La demande indemnitaire formée de ce chef ne peut en conséquence être accueillie.
4- sur les sommes dues au titre de la déchéance du terme du prêt :
Selon le décompte produit par la SOCIETE GENERALE qui n'est pas discuté, sa créance est constituée des sommes suivantes :
-Montant en principal à la date d'arrêté du compte le 27 juin 2019 (pièce SG 5) : 141 574,02 euros ;
-Intérêts au taux majoré de 3 points entre le 7 avril 2014 et la date d'exigibilité (clause 11.B « indemnités-intérêts de retard » : 12 985,51 euros ;
-Total 154 559,53 euros.
[O] [L] sera en conséquence condamnée au paiement de cette somme.
Elle ne peut en revanche être tenue aux intérêts conventionnels majorés jusqu'au complet paiement en application de l'article 11.B précité, lequel stipule qu'ils sont dus « si le prêteur n'exige pas le remboursement immédiat ». Le montant arrêté portera donc intérêt au taux fixé aux conditions particulières du prêt soit 4,50% l'an.
5- sur les délais de paiement sollicités :
L'article 1343-5 du code civil dispose que « le juge peut, compte tenu de la situation du débiteur et en considération des besoins du créancier, reporter ou échelonner, dans la limite de deux années, le paiement des sommes dues. Par décision spéciale et motivée, il peut ordonner que les sommes correspondant aux échéances reportées porteront intérêt à un taux réduit au moins égal au taux légal, ou que les paiements s'imputeront d'abord sur le capital.

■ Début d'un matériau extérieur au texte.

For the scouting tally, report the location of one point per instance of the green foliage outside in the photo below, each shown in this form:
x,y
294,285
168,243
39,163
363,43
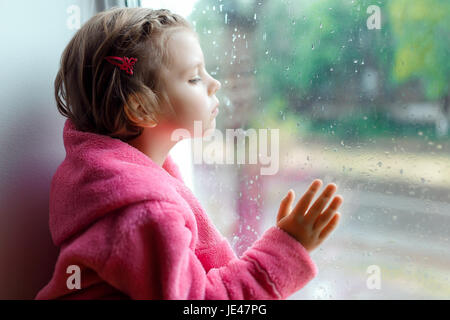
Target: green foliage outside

Il peut subordonner ces mesures à l'accomplissement par le débiteur d'actes propres à faciliter ou à garantir le paiement de la dette.
La décision du juge suspend les procédures d'exécution qui auraient été engagées par le créancier. Les majorations d'intérêts ou les pénalités prévues en cas de retard ne sont pas encourues pendant le délai fixé par le juge (') ».
[O] [L] verse aux débats ses avis d'imposition établis en 2018 et 2019 montrant que son revenu global - retraite et revenus fonciers - s'établissait successivement à 19 530 euros puis 15 021 euros, ce qui ne lui permet pas de s'acquitter des sommes dues dans le délai de deux ans ainsi que le prévoit le texte précité. Sa demande ne peut donc être accueillie.
6- dépens et frais irrépétibles :
[O] [L] qui succombe supportera la charge des dépens qui seront recouvrés conformément aux dispositions de l'article 699 du code de procédure civile, la situation respective des parties ne justifiant pas de faire application de l'article 700 du même code.
PAR CES MOTIFS
La cour,
Statuant publiquement et contradictoirement,
INFIRME le jugement déféré en toutes ses dispositions sauf celles relatives aux dépens et aux frais irrépétibles ;
Statuant à nouveau,
DIT RECEVABLE l'intervention volontaire du FONDS COMMUN DE TITRISATION CASTANEA ayant pour société de gestion la société EQUITIS GESTION venant aux droits de la SA SOCIETE GENERALE ;
CONDAMNE [O] [L] à payer au FONDS COMMUN DE TITRISATION CASTANEA ayant pour société de gestion la société EQUITIS GESTION, la somme de 154.559,53 euros, outre les intérêts au taux conventionnel de 4,50% à compter du 28 juin 2019 et jusqu'au complet paiement ;
DÉBOUTE [O] [L] de sa demande de délais de paiements ;
REJETTE la demande indemnitaire fondée sur le manquement de la banque à son devoir de mise en garde de l'emprunteur ;
CONDAMNE [O] [L] aux dépens d'appel qui seront recouvrés conformément aux dispositions de l'article 699 du code de procédure civile,
DEBOUTE la SA SOCIETE GENERALE et le FONDS COMMUN DE TITRISATION CASTANEA ayant pour société de gestion la société EQUITIS GESTION de leurs demandes au titre de l'article 700 du code de procédure civile.